一般的な感覚では、民間会社に就職したら厚生年金、公務員になったら共済年金、自営業者は国民年金に加入するものだという気がします。そのとおりなのですが、実は1階部分は共通ですから、厚生年金や共済年金に加入すると特別な手続きはしなくても自動的に国民年金にも加入することになります。
このように、民間企業のサラリーマンは国民年金と厚生年金の2つの制度に加入していますので、受け取る年金も国民年金からの老齢基礎年金と厚生年金からの老齢厚生年金の2つになります。共済年金加入者も同じですが、共済年金から支給される老齢年金は退職共済年金という名称で呼ばれています。自営業者は2階部分の上乗せ年金がありませんので、国民年金のみの加入となり、1階部分の老齢基礎年金だけを受け取ることになります。

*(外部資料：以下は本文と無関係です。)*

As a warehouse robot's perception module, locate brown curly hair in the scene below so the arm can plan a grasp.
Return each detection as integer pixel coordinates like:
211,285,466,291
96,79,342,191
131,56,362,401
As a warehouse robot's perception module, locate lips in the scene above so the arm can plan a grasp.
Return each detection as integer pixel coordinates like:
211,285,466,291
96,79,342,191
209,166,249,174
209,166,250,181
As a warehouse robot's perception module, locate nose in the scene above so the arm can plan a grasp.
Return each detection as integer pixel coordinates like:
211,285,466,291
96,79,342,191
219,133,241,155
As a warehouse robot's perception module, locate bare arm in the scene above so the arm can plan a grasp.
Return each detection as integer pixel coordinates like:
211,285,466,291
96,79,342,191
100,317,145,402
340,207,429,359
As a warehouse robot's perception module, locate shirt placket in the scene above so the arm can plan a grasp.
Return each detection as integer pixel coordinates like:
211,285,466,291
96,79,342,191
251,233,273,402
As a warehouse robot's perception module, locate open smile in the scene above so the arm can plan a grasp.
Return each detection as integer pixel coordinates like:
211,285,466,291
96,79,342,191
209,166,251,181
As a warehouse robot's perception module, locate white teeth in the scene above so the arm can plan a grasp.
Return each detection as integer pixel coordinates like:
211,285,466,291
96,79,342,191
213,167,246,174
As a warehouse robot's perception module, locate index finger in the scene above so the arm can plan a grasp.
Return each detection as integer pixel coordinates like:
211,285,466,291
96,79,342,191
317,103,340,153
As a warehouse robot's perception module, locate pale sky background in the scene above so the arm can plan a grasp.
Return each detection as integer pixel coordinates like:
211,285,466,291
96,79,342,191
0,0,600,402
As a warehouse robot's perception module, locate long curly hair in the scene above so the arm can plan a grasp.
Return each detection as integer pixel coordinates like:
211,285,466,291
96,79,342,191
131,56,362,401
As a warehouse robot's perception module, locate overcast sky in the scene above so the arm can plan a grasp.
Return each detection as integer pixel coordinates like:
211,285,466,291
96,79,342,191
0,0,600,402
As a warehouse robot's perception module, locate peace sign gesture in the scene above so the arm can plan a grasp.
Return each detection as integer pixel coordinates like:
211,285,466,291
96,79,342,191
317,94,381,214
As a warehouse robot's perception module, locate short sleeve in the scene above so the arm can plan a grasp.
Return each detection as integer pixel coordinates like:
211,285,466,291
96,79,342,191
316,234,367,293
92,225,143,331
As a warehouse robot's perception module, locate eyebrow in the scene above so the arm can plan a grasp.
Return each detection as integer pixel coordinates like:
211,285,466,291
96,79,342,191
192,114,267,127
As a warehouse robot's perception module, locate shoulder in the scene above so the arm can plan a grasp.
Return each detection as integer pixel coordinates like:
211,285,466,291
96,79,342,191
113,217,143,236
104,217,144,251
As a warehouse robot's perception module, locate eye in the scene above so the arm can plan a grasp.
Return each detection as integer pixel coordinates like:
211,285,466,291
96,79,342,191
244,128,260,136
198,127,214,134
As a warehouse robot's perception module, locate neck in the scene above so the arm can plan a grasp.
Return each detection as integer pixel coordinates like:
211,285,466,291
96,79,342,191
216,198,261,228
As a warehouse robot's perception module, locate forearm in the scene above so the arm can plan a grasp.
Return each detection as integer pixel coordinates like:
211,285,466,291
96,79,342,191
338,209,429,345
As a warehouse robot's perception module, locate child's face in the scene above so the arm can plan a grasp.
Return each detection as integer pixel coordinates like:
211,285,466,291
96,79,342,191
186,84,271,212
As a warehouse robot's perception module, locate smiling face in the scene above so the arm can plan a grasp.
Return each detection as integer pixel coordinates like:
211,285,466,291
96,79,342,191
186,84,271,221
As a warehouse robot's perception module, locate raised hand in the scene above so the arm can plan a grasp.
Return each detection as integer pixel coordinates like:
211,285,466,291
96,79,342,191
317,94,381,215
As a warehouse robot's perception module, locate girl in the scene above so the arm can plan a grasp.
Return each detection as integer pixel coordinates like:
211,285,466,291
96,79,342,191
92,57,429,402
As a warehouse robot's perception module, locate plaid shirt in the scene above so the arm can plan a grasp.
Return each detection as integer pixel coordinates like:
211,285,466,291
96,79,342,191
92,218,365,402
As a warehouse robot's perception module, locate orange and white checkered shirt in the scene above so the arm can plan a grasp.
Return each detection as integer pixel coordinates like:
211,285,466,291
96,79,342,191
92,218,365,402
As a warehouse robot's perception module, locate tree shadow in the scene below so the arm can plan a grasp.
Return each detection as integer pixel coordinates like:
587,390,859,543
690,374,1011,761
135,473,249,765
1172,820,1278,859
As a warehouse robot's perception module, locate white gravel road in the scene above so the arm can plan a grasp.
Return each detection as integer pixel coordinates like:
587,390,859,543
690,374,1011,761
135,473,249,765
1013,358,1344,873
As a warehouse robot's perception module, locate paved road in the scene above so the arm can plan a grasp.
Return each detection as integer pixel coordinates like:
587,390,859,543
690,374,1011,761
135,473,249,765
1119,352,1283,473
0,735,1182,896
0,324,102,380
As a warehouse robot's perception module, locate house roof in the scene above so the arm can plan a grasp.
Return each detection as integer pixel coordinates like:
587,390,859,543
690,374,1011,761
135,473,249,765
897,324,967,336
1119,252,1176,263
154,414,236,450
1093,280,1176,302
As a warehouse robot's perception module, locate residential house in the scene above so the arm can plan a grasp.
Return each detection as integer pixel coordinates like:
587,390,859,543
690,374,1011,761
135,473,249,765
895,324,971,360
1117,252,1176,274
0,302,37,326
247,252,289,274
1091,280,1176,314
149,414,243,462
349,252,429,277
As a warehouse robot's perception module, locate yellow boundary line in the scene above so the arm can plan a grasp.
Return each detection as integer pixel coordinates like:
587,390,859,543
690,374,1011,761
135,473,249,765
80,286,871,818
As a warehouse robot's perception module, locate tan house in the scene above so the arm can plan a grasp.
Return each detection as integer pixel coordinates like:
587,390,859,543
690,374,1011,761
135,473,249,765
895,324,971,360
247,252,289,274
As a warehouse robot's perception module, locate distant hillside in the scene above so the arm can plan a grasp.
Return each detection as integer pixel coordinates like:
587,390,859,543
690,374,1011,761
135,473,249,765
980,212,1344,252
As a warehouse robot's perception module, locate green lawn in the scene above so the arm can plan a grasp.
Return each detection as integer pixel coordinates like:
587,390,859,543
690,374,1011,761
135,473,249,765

老齢基礎年金は、加入期間だけで年金額が決まりますが、2階部分の厚生年金や共済年金は加入期間と給与の額が年金額に反映されます。さらに共済年金には職域年金と呼ばれる加算部分があります。
こうしてみると、国民年金だけの自営業者に比べて、厚生年金に加入している民間サラリーマンは手厚い年金が支給されることになり、共済年金に加入している公務員はさらに手厚い年金がもらえる制度となっています。
公的年金は、1階部分と2階部分がセットになっていますので、老齢年金だけでなく、障害年金や遺族年金も同じ構造になっています。障害基礎年金を受けられる場合には、障害厚生年金が上乗せで受け取れるようになっています。